Well, whatever the reason, you corrected it the next time, didn’t you? In the attic, in Mississippi. But why didn’t you take me with you then, if you knew something and were that sure you knew it?

The sorrow in your eyes when I came over and sat beside you in Georgia — were you sorry you did it or sorry you didn’t?

He was smiling down at the shotgun and shaking his head.

Sorry you didn’t do it. Because the next time you took no chances and did it right, used both barrels, both thumbs and your mouth.

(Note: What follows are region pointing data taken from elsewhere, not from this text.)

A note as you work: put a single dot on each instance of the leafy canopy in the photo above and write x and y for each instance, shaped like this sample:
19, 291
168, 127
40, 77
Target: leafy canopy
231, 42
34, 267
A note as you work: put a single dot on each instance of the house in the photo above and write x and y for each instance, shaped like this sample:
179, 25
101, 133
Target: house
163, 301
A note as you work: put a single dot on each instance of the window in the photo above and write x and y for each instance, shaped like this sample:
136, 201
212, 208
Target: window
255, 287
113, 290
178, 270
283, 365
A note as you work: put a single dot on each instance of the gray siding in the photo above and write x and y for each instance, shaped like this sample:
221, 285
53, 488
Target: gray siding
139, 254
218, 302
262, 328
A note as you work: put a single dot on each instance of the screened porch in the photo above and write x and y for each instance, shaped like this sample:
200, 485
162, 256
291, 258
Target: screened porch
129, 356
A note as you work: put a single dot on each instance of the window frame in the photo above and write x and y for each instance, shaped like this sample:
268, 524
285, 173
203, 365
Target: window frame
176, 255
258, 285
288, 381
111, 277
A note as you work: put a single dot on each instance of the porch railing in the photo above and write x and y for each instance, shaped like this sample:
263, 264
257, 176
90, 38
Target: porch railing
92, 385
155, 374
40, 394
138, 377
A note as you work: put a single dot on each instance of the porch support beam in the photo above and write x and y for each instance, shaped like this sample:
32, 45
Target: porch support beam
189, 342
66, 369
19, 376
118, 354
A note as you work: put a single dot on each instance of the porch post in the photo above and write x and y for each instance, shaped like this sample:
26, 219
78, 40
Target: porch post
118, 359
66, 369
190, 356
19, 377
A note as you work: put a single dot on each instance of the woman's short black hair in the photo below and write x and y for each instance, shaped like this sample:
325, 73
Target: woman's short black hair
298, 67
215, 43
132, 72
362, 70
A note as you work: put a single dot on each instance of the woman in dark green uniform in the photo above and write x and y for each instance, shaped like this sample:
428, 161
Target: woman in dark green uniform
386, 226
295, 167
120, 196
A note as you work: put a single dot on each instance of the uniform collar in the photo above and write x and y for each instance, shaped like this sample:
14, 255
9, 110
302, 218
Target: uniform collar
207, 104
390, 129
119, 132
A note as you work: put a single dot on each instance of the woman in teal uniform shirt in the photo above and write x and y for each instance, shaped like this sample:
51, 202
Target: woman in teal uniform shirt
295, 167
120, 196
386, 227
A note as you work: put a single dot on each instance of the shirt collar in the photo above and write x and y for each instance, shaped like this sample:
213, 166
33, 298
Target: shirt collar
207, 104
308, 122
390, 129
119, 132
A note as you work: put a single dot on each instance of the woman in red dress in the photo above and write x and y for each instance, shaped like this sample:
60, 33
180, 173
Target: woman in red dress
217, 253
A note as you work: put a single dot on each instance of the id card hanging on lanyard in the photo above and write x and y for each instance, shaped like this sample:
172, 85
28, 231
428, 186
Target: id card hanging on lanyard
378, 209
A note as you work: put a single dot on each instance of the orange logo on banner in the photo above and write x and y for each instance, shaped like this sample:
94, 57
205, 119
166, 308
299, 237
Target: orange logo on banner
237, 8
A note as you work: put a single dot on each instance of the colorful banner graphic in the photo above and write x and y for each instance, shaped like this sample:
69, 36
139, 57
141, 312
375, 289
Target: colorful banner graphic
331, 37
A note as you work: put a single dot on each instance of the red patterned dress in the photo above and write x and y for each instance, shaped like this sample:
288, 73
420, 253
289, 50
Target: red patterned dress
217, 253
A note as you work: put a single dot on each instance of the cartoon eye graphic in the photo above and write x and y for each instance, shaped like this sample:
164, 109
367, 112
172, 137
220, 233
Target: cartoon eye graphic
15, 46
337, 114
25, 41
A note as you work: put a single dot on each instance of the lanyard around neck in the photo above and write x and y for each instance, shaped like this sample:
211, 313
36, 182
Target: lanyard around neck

I remember now. I cleaned the gun when I got it back from the sheriff in Mississippi. Both barrels. Wouldn’t one have been enough? Yes, given an ordinary need for death. But not if it’s a love of death. In the case of love, more is better than less, two twice as good as one, and most is best of all. And if the aim is the ecstasy of love, two is closer to infinity than one, especially when the two are twelve-gauge Super-X number-eight shot. And what samurai self-love of death, let alone the little death of everyday fuck-you love, can match the double Winchester come of taking oneself into oneself, the cold-steel extension of oneself into mouth, yes, for you, for me, for us, the logical and ultimate act of fuck-you love fuck-off world, the penetration and union of perfect cold gunmetal into warm quailing mortal flesh, the coming to end all coming, brain cells which together faltered and fell short, now flowered and flew apart, flung like stars around the whole dark world.